Animée d’un désir de calme, cherchant refuge loin de la foule et de ses folies assourdissantes, Stéphanie Bodet s’est mise à l’écoute du silence, de ses frémissements, de ses pauses entre les clapotis de l’eau, le froissement de la neige, le pépiement d’un oiseau, le matin au réveil.
De sa retraite indispensable à flan de montagne, elle s’offre un concert réconfortant avec ce qui l’entoure. Elle lève les yeux et s’abandonne, frissonne face aux montagnes qui stimulent son imaginaire et lui inspirent un sentiment d’éternité. Tout en partageant ce privilège et en s’aventurant au contact de ceux dont les excès ont assailli ses oreilles, elle s’imprègne de la quiétude d’un lieu perdu.

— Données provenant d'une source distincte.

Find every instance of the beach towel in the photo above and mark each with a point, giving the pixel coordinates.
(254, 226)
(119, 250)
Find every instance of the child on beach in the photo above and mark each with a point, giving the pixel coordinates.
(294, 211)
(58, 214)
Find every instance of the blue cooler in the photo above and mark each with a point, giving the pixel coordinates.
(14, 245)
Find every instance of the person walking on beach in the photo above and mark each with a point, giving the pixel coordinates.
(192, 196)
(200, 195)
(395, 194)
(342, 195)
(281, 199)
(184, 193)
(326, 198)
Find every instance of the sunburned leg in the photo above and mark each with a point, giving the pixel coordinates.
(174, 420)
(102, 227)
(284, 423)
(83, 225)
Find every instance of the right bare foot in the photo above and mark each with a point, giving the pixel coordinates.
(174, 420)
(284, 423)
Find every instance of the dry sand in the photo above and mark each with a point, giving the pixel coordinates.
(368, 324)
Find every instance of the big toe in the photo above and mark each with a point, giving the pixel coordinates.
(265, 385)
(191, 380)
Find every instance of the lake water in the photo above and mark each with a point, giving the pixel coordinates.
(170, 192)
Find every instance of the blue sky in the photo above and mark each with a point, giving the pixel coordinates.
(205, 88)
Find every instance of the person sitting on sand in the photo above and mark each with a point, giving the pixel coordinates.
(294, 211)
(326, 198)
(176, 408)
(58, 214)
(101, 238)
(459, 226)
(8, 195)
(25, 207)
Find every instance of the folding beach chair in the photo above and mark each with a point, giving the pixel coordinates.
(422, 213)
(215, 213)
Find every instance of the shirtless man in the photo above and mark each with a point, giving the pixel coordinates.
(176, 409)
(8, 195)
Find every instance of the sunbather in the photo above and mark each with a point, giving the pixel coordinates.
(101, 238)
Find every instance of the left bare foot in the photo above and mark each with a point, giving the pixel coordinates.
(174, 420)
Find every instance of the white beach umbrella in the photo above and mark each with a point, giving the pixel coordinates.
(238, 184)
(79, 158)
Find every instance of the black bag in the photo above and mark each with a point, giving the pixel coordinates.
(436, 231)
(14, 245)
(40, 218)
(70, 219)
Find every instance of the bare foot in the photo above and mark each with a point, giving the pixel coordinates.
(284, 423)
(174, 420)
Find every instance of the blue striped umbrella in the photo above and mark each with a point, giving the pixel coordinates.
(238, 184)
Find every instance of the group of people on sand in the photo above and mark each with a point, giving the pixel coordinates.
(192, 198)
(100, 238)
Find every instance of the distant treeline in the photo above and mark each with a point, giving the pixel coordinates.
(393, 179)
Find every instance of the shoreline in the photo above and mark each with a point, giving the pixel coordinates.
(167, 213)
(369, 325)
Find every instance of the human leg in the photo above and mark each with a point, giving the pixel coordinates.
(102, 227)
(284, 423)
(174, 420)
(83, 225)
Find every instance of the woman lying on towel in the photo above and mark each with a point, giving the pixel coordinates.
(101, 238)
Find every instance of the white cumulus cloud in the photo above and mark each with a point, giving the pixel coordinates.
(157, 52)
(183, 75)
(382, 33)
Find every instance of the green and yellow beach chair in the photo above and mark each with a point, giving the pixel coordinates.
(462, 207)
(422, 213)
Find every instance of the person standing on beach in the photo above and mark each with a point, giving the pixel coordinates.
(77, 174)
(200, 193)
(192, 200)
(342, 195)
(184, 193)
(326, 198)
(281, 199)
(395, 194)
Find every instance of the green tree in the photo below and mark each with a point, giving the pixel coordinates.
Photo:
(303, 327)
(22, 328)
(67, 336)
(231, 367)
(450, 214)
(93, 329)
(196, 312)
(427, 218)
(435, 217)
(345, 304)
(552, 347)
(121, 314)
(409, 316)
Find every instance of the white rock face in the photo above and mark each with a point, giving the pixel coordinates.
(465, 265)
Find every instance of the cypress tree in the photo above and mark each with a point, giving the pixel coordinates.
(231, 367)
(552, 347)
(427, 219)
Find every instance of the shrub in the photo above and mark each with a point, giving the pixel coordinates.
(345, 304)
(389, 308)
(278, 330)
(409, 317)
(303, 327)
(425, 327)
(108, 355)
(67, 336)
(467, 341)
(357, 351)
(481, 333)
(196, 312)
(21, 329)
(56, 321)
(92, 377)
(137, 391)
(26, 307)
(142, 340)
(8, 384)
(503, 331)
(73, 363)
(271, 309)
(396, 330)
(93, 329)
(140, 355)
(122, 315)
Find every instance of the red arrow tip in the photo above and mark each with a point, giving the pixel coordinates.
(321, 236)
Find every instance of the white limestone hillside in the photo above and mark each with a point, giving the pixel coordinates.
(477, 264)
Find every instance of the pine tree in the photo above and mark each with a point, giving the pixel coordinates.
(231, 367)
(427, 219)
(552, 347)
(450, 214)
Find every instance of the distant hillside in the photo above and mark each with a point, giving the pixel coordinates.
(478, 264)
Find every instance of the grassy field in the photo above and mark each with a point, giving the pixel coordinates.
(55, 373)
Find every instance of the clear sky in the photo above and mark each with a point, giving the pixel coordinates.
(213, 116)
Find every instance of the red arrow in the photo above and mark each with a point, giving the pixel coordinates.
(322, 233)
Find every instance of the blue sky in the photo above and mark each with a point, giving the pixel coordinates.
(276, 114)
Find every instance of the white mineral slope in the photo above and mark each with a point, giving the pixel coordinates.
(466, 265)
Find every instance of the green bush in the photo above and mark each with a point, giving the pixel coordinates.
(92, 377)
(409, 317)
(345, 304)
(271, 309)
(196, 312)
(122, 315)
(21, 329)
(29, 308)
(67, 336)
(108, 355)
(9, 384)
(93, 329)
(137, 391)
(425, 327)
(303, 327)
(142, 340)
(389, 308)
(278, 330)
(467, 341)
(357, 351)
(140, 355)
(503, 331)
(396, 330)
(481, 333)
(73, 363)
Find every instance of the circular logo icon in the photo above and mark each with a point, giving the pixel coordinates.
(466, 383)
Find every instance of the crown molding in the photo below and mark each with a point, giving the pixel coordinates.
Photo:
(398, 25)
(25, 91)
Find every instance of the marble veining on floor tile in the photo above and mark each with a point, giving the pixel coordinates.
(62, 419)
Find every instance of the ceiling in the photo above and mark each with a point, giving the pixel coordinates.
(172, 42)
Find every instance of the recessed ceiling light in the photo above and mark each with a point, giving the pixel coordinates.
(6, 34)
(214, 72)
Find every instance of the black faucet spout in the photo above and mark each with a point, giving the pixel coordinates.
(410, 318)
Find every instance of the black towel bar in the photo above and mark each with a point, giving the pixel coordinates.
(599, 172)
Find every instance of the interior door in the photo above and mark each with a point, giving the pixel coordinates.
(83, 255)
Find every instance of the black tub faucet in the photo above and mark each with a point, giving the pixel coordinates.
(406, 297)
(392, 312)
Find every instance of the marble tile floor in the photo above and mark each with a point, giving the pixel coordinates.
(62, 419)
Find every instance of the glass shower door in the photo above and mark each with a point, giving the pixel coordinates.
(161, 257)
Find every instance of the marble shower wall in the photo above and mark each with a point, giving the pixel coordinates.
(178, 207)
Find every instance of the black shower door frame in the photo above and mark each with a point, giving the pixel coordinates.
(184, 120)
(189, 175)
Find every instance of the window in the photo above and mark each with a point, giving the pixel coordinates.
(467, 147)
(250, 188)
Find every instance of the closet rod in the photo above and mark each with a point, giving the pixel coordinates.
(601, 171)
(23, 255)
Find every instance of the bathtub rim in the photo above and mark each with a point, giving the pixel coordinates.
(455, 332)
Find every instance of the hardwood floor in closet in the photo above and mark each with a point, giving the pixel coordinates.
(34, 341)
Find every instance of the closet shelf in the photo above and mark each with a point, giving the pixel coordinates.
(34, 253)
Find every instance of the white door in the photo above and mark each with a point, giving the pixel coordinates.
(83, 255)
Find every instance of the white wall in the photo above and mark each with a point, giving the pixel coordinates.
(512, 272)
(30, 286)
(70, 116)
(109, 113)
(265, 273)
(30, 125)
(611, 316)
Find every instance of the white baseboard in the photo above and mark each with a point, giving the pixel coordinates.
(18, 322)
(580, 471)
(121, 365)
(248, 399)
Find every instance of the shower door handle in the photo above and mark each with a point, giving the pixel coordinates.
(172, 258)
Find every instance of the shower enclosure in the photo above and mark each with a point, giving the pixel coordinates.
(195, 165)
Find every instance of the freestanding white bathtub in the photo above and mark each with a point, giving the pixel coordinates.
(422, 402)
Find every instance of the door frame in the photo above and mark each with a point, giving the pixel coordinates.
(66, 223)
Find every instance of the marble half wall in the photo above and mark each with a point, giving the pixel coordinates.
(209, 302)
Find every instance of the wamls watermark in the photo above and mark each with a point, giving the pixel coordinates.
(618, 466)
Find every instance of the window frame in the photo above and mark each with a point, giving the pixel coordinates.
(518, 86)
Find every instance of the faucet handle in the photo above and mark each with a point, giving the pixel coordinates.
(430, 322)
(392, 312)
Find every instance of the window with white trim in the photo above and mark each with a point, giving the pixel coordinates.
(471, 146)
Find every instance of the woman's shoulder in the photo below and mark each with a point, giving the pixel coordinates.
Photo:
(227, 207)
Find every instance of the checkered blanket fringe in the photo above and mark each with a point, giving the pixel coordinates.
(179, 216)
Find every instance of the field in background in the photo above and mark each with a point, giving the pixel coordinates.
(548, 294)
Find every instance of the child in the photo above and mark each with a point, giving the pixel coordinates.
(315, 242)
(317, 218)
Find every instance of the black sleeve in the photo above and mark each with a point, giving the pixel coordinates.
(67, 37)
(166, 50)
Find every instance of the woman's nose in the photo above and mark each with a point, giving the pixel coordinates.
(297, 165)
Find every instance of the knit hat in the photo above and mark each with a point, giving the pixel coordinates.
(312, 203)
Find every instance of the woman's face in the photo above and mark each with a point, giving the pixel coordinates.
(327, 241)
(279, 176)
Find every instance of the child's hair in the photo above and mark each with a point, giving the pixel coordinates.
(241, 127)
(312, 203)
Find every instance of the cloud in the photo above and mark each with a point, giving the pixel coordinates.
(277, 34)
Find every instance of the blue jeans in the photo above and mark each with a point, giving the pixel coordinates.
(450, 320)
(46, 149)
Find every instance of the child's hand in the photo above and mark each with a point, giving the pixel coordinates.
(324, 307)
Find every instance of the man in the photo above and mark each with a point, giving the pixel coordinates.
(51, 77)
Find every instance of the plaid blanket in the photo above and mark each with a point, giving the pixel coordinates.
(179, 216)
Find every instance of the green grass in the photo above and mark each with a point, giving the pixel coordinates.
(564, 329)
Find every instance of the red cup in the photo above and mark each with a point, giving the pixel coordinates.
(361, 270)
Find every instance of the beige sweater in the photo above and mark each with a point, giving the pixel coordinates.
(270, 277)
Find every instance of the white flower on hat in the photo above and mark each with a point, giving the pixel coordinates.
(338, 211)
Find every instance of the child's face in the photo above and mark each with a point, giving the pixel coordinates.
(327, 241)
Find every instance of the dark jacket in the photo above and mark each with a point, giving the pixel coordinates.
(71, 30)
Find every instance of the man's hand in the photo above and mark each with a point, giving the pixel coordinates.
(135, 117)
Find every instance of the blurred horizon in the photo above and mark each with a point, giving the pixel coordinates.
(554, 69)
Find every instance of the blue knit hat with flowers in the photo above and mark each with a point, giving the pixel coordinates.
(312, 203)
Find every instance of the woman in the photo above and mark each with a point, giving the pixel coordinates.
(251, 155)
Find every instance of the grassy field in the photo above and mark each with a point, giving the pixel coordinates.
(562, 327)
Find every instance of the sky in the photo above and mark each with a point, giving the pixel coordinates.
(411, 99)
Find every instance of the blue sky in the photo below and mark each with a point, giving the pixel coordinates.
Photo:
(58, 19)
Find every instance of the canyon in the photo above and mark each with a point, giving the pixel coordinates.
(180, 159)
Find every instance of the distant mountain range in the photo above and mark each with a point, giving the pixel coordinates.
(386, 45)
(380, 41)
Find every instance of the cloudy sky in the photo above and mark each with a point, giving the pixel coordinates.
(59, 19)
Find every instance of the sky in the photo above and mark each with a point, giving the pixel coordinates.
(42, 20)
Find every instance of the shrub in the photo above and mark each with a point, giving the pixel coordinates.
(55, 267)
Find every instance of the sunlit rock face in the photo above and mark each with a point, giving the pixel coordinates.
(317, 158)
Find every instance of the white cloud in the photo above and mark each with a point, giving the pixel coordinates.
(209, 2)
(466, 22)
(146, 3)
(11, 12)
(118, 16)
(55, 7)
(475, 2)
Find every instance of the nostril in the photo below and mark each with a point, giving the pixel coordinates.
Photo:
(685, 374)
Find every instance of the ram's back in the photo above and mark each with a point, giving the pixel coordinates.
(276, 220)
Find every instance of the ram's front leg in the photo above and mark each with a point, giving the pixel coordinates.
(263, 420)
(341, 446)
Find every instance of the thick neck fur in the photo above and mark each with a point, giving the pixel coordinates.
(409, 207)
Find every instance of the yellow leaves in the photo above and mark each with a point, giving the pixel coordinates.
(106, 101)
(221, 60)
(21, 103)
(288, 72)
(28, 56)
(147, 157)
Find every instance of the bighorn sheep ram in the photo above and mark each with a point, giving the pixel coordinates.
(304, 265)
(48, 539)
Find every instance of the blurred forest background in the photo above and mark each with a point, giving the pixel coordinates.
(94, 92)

Elle relit Sénèque, car « tout peut n’être que tapage à l’extérieur pourvu qu’il n’y ait pas de tumulte en (elle) ». Avec le choix de la nuance et du juste mot, elle met en couleur un silence passant volontiers de l’ombre à la lumière. Elle en souligne la puissance évocatrice, l’esthétique du dépouillement, et son éloquent message de sérénité.
L’ateure s’est imposée une chance en s’éloignant « du théâtre des hommes ». Elle a serré le bonheur de ralentir, de ne plus courir vers le risque. Elle respire la solitude, apprivoise le paysage et s’émerveille. Se détachant de sa zone de confort pour la rusticité d’une cabane isolée, elle sublime le goût du sel, celui d’un destin personnel fait d’escalades intérieures et de regards vers le ciel, de dialogues avec la terre, et de recherche d’un espace de pureté.
Le témoignage de Stéphanie Bodet est un remède contre l’oubli de ce qui est essentiel dans l’héritage qui nous est confié. Espérons puiser en nous la force de protéger le monde. La force de l’habiter avec sagesse et de s’y épanouir en apprenant à se libérer de la parole, à prendre soin du sauvage et de l’authentique, à méditer sur nos raisons d’être.
Écouter le Silence, « dans un carême de paroles », est le moment d’une histoire où se croisent l’utopie et la réalité, la patience et l’intranquillité, la sincérité et l’humilité. Les mouvements d’une petite musique de vie, douce et fluide, s’égrènent sur un ton juste, épuré et harmonieux.
Stéphanie Bodet nous élève avec élégance sur la voie du respect de ce qui est simple et simplement beau.